Neither will there be any curb on the banks’ activities. The regulators will not interfere. This refusal to split the more risky investment banking, proprietary trading and hedge funds from retail and commercial banking means that the entire banking and financial edifice can continue to develop and trade in ever more complex financial instruments, underpinned by the taxpayer. 

Instead, the larger and more complex banks that operate in more risky financial markets will be required to hold more capital to insulate them from any downturn in the market. But the Treasury failed to explain how the FSA would judge which activities and financial instruments and products were risky, how much extra capital would be needed or, crucially, in what form it should be held. The banks have for years been able to evade the feeble capital controls that do exist by including risky loans as capital.

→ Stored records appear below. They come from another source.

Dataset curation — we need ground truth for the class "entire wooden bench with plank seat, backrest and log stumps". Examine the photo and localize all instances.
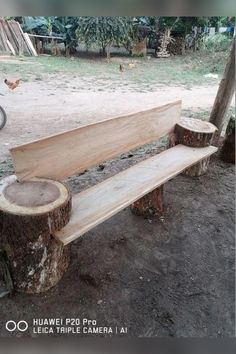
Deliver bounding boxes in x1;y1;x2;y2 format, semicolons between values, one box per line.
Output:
0;101;217;292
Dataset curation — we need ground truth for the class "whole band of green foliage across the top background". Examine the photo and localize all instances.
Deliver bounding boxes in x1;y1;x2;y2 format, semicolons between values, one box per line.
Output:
5;16;235;54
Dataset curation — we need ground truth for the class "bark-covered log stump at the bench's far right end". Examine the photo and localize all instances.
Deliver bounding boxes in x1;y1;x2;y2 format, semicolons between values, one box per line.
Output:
175;117;217;177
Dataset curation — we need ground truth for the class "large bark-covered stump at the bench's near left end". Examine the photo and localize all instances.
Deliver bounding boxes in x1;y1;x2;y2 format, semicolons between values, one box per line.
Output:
0;176;71;293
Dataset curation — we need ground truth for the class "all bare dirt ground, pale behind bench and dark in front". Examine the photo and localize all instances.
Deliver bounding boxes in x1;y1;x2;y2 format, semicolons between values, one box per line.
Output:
0;55;235;337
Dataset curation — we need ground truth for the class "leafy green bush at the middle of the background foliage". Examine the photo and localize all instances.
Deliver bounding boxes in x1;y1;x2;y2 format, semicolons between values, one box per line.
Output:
77;16;134;53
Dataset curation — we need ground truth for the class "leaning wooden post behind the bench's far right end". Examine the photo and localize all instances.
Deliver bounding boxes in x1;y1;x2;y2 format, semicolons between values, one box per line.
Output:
210;38;235;143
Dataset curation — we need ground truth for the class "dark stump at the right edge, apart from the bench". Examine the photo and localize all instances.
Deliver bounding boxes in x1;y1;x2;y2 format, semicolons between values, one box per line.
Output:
220;117;235;164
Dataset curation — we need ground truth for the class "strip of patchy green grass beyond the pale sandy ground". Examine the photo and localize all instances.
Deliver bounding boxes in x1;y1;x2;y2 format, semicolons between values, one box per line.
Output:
0;51;228;92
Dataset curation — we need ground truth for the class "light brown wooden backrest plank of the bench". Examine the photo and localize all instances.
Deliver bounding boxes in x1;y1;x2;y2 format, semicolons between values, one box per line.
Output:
10;101;181;180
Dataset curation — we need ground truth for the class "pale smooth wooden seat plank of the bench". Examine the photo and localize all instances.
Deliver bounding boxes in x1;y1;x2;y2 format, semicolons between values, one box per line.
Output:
54;145;217;244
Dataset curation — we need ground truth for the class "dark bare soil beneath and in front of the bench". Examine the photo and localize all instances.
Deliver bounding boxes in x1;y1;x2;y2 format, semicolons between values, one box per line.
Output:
0;148;235;337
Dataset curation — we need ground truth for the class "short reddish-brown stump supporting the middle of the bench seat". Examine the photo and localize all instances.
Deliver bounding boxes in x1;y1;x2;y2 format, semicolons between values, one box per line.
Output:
130;186;164;218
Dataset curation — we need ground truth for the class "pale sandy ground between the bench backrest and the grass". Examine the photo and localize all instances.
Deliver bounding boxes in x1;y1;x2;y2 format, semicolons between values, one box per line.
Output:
0;79;234;162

Banks will be required to produce a “will” showing how they can be wound down in an orderly way in the space of a weekend, if they become insolvent. 

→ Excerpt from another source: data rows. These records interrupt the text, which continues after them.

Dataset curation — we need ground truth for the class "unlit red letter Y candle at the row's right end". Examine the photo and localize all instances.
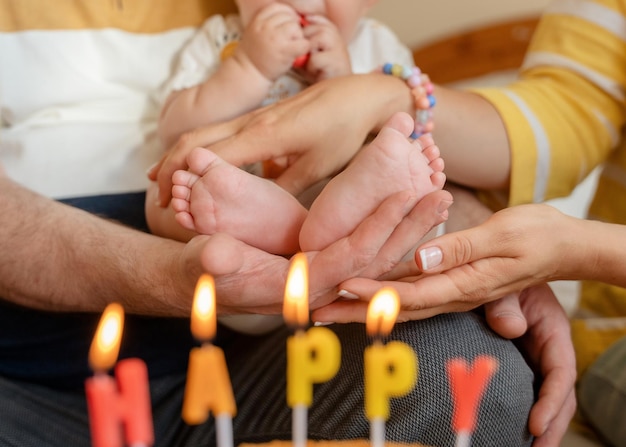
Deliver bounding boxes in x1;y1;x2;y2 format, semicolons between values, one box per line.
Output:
446;355;498;447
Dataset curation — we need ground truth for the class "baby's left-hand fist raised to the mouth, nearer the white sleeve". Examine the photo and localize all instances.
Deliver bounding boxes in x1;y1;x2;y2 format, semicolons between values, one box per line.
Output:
235;3;310;81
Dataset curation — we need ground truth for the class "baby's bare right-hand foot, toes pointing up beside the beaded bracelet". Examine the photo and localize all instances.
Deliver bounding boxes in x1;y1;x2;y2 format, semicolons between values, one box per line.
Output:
300;113;445;251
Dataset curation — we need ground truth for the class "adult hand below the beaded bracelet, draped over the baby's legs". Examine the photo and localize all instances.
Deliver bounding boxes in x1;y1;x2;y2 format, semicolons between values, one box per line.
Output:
148;73;413;206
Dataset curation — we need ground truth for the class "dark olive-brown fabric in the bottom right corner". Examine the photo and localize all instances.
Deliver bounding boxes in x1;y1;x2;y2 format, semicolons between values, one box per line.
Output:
578;337;626;447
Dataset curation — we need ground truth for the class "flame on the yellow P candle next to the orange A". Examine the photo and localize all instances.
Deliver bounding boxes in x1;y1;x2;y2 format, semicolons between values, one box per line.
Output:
283;253;309;327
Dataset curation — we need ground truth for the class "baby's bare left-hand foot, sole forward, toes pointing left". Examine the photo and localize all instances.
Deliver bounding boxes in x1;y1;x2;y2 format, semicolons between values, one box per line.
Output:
172;148;307;254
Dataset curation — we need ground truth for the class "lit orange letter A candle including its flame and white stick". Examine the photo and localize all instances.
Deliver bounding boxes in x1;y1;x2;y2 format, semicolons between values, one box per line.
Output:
182;274;237;447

The government refuses to regulate the shadow banking system—the hedge fund and equity funding industry—although it has the right to examine their books if they are deemed to pose a major risk to the system. It insisted that such regulation would have to be agreed at a global level, to avoid hedge funds migrating to “softer” jurisdictions. It is opposed to the EU’s proposals to limit their ability to borrow, and to require greater financial reporting, saying that this would be “anti-competitive”. With London home to 80 percent of Europe's hedge funds, the fear is that should these rules be adopted, hedge funds will relocate to Switzerland and the US. 

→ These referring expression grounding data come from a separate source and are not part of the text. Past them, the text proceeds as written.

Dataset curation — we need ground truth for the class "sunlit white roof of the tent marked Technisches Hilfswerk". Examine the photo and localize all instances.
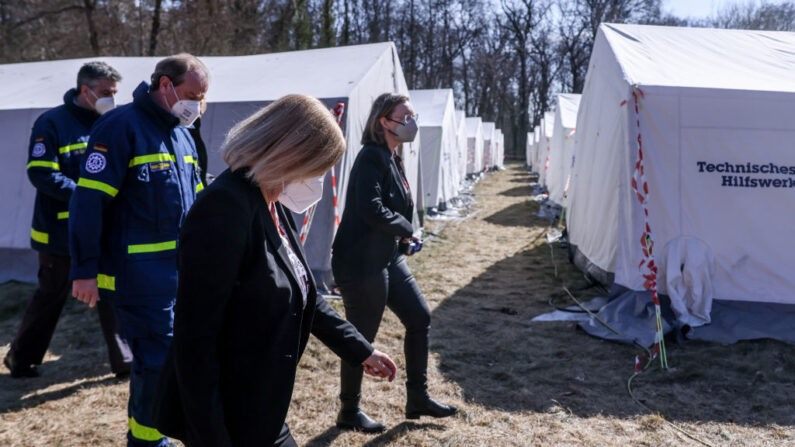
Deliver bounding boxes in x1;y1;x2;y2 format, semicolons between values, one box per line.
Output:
600;23;795;92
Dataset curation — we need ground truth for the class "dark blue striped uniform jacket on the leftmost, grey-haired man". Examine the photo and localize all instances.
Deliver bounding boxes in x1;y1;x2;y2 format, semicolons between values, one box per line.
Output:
27;89;99;255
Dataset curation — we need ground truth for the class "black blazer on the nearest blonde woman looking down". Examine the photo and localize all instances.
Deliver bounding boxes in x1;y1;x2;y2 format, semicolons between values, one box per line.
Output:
153;170;373;447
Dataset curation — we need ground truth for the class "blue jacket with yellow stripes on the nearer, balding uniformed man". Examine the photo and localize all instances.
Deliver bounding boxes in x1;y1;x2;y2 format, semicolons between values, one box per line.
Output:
69;82;202;304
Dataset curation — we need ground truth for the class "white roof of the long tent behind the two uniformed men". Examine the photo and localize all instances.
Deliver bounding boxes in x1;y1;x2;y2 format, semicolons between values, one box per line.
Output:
0;42;393;109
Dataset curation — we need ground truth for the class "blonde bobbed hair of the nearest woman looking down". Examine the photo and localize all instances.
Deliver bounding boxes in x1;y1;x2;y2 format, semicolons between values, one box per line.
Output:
221;95;345;196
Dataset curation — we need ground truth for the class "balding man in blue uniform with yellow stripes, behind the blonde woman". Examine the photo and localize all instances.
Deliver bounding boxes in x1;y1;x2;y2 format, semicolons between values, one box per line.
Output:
69;54;209;446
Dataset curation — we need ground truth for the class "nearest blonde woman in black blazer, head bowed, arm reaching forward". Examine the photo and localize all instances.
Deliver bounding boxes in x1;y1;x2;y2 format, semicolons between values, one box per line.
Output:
154;95;395;447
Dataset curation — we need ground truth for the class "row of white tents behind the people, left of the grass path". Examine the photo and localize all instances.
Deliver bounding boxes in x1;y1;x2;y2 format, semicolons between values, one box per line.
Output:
0;43;502;286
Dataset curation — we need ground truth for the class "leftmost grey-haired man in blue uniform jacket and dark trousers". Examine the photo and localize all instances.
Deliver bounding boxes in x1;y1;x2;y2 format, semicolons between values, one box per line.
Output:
4;62;132;377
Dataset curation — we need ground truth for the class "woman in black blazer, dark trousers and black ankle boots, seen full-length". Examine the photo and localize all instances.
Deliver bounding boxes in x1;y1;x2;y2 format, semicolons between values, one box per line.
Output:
331;93;458;433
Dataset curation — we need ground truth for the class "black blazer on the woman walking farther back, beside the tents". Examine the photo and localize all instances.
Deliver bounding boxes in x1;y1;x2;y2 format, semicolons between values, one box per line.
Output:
331;145;414;283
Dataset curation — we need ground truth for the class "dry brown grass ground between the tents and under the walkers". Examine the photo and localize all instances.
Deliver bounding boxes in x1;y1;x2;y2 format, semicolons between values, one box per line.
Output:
0;167;795;447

The Treasury is considering whether to impose a new levy on the banks to pre-fund the Financial Services Compensation Scheme, an insurance scheme for depositors, currently covered by a government guarantee, starting in 2012 at the earliest. As this is only a proposal and has been met with hostility from the banks, it is unlikely to get off the ground.    

Finally, after a raft of measures aimed at protecting the banks, the government claims it wants to protect consumers and their savings. But its only measure is to set up a free financial advice service for next year. It is calling for more personal finance education in schools. 

What determines the government’s attitude is above all the demands of the financial oligarchy and their insistence that the government protect London as a global financial centre, backed up with all the resources of the UK Treasury and future generations of taxpayers. The government’s bailout of the banks and the entire financial system has only strengthened their demands.

The banks have virulently opposed even this minimal regulation, in particular the requirement to increase their holdings of cash and capital, as it would eat into their chances of making a killing on new and more exotic financial instruments.  

Angela Knight, the chief executive of the British Bankers’ Association, said that while the initiatives were “all right and proper,” the higher capitalisation should be deferred for at least 10 years in the interest of getting Britain out of recession. She glossed over the fact that the banks were refusing to lend to business, thereby exacerbating the economic crisis. 

Knight urged the politicians and regulators “to call an end to the blame game”.  

“The next stage is for the industry, regulators and country as a whole to come together,” she continued. She likened regulation on liquidity and bankers’ pay to “imposing a 30 miles per hour speed limit on motorways” to reduce accidents.

Even if these puny measures reach the statute book, they are unlikely to be implemented. The general election, which must be held by June next year at the latest, looks likely to bring the Tories back to power. George Osborne, the shadow chancellor, has pledged to overturn the legislation. He wants to get rid of the tripartite system of regulation and to see oversight returned to the Bank of England as it was before 1997.